La adopción de inteligencia artificial generativa en marketing dejó de ser incipiente para consolidarse como práctica dominante. Una investigación de la Federación Mundial de Avisadores, WFA por sus siglas en inglés, de 2026 revela que el 78% de las marcas está utilizando contenido generado y potenciado por inteligencia artificial en piezas creativas de marketing externo orientadas al consumidor.

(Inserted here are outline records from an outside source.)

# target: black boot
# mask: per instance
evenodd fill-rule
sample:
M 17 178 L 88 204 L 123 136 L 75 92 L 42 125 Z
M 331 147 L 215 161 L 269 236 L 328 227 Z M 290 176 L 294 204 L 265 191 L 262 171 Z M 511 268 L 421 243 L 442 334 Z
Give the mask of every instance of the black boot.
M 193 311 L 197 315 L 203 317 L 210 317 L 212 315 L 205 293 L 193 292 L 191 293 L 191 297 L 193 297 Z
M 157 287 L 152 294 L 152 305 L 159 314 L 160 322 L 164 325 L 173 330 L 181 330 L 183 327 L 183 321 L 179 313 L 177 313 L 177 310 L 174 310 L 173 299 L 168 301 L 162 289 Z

Sin embargo, los rápidos avances tecnológicos, la evolución de los estándares de la industria y la aparición de nuevos marcos regulatorios han impulsado la transparencia en torno al contenido generado y potenciado por inteligencia artificial, situándola como una prioridad central en las decisiones estratégicas de las marcas.
Ese es el punto de partida de la guía *Transparency in AI-generated marketing creative*, desarrollada por la WFA en conjunto con el International Council for Advertising Self-Regulation (ICAS). El documento busca orientar a las marcas frente al desafío de cuándo y cómo etiquetar y transparentar el uso de contenido generado y potenciado por inteligencia artificial en las comunicaciones de marketing.
La investigación de la WFA citada en la guía, muestra que un 67% de las marcas ha desarrollado o está desarrollando lineamientos internos para definir cuándo y cómo transparentar este uso. Sin embargo, el hecho de que dos tercios de las compañías aún estén en proceso de definir criterios evidencia que no existe un consenso consolidado.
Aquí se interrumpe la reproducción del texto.